Они в молчании проследовали через рощицу, состоявшую из вязов.
— А вдруг она прячется где-то здесь, готовясь убить всех нас?
— Нас трое, Элпью, а она одна.
— А вдруг она привела с собой целую банду?
Шикнув на свою спутницу, графиня стала озираться.
— Ты уверен, что мы идем правильно? Годфри? Где Пэлл-Мэлл?
Годфри остановился и огляделся, потом вынул зубы.
— Сам Пэлл-Мэлл или Пэлл-Мэлл-стрит?
— Мы же в парке, Годфри, — прошипела Элпью. — Зачем нам искать Пэлл-Мэлл-стрит?[25]
Пока Годфри водружал зубы на место, Элпью увидела лицо графини в желтом свете фонаря. Черты ее лица были искажены ужасом. Элпью испытывала то же самое чувство. Она стиснула руку своей госпожи.
Стук собственного сердца и без того уже отдавался в ушах Элпью, когда что-то горячее и влажное дотронулось до ее шеи.
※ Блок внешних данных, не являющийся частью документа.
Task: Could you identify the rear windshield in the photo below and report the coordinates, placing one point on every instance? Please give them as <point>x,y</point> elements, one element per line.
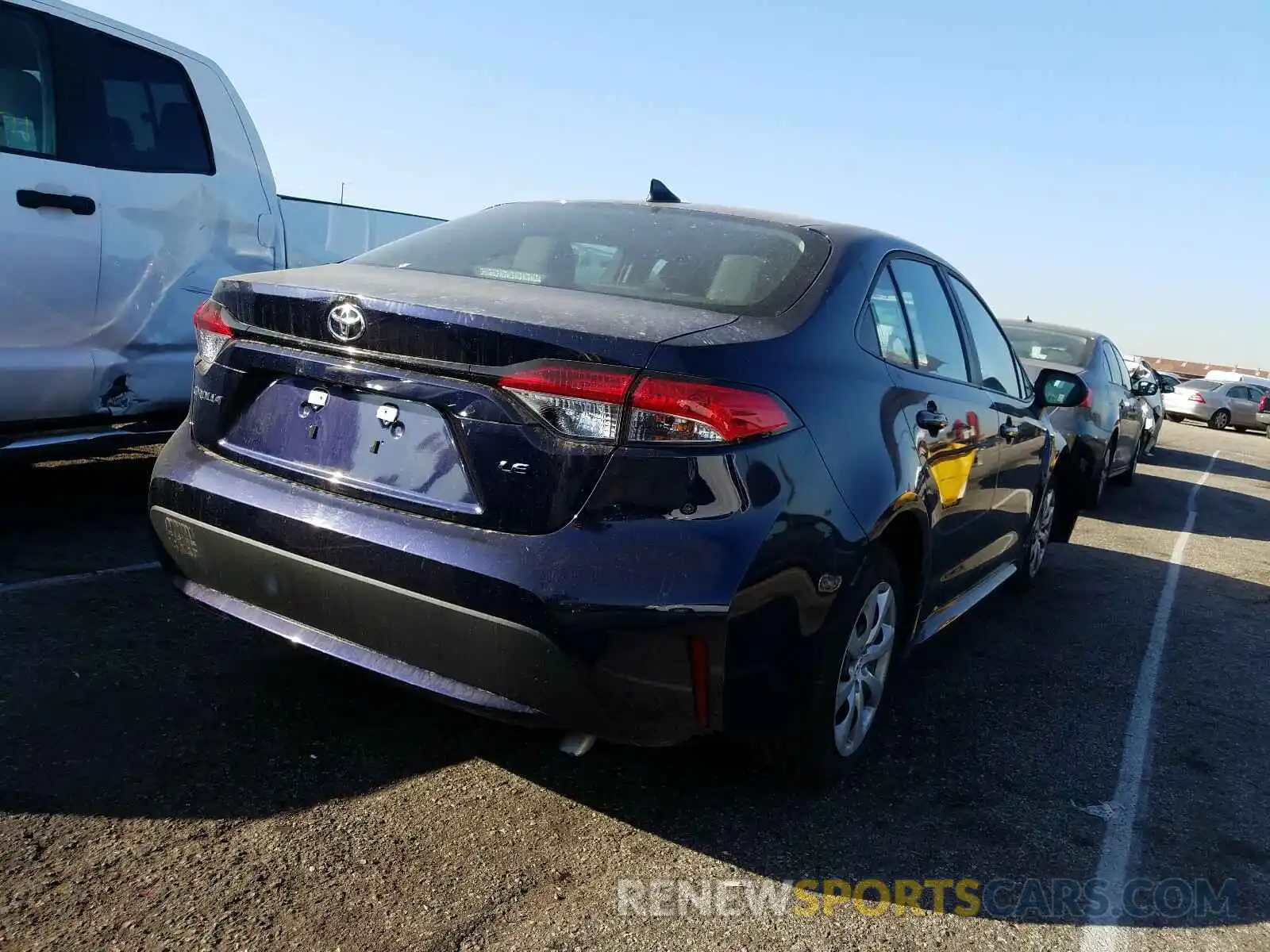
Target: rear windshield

Она медленно повернулась. Графиня так сильно сжала руку Элпью, что та поняла: леди Анастасия тоже это ощутила. Позади них кто-то стоял. Очень близко, дыша им в затылок. Элпью медленно подняла фонарь, осветив пространство между их плечами.
Графиня сдавленно пискнула, встретившись глазами с серой, покрытой шерстью мордой.
— О Господи, Элпью, что за грязное чудовище! Оно не убьет нас?
— Ну что вы, мадам... — Элпью медленно, облегченно вздохнула. — Это всего лишь корова.